3.4. UBXN7 regulation of NRF2 and HIF-1α proteins during hypoxia.

We investigated whether hypoxia, as the main activator of HIF-1α, also regulates NRF2 and the potential role of UBXN7 protein in this process. HEK293 WT and HEK293 UBXN7(−/−) cells were placed in a hypoxia chamber and exposed to 1% O2 and 5% CO2 for various time periods up to 18 hours, as previously described [14]. Whole cell extracts were prepared and the expression of NRF2, HO-1, HIF-1α, GLUT1 and UBXN7 was monitored by Western blot analysis. Figure 4A shows that in HEK293 WT cells there is an increase in HIF-1α during the first 6 hours of hypoxia but is gradually reduced at 9, 12, and 18 hours. NRF2 protein levels remain very low during the first 6 hours of hypoxia but increase at 9, 12, and 18 hour time points (Figures 4A and 4B). UBXN7 mirrors the expression levels of HIF-1α protein throughout hypoxia and inversely correlates with the NRF2 protein levels (Figure 4A). HEK293 UBXN7(−/−) cells have a higher basal level of NRF2 compared to HEK293 WT that remains elevated throughout hypoxia (Figure 4A, and 4B). HIF-1α protein level in HEK293 UBXN7(−/−) is lower than in HEK293 WT cells and remains the same during hypoxia (Figure 4A, and 4C).
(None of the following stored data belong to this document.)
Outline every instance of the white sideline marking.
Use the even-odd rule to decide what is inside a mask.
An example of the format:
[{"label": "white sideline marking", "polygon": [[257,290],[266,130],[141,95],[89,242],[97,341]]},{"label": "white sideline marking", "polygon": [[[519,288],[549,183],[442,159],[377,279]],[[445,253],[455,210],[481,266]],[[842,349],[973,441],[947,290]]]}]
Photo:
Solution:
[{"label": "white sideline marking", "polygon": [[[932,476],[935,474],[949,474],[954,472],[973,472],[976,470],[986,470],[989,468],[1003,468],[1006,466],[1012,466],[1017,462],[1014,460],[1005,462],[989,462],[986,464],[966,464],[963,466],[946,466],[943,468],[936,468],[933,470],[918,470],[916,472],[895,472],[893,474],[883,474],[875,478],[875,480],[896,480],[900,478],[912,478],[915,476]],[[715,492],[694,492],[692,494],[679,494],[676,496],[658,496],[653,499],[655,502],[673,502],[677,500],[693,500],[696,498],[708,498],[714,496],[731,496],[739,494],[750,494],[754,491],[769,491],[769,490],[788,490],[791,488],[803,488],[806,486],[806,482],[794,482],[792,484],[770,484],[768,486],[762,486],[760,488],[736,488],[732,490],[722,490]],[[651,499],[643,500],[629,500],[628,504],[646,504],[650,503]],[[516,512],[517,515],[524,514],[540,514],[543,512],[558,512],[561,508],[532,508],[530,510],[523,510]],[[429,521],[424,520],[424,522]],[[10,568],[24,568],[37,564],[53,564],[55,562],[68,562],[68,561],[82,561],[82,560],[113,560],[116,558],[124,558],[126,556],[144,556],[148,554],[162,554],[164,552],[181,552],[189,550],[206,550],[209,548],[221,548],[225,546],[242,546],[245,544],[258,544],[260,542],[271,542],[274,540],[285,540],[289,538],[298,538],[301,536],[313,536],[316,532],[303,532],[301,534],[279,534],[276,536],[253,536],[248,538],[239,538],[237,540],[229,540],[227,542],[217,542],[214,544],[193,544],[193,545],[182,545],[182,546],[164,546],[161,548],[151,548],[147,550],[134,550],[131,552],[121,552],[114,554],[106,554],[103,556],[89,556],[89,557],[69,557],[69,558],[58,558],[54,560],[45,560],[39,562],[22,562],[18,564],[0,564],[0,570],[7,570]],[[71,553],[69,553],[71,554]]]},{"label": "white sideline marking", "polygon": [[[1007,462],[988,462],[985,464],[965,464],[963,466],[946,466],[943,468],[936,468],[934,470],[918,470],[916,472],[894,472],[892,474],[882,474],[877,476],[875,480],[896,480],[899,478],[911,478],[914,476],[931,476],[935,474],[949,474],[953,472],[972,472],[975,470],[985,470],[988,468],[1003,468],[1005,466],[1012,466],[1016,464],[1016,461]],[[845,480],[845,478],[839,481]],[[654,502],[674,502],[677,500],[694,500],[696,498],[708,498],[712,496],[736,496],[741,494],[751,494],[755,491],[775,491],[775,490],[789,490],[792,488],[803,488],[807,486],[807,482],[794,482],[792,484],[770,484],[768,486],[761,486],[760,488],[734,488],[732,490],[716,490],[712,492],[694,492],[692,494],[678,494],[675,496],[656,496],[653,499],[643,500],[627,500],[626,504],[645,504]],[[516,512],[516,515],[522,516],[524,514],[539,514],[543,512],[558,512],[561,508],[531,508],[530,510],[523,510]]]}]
To further verify that the regulation of NRF2 and HIF-1α proteins under these conditions is functional we monitored the expression of two specific target genes: the HO-1 target of NRF2 and the GLUT1 target of HIF-1α [31, 33]. HO-1 expression closely reflects the expression of NRF2 both in the HEK293 WT as well as in HEK293 UBXN7(−/−) cells during hypoxia (Figure 4A, and 4B). In HEK293 WT cells there is a delayed response in the activation of GLUT1 protein following HIF-1α induction by hypoxia and in HEK293 UBXN7(−/−) GLUT1 expression is barely detectable throughout hypoxia (Figure 4A, and 4C).

Figure 4. UBXN7 regulation of NRF2 and HIF-1α during hypoxia.

Figure 4.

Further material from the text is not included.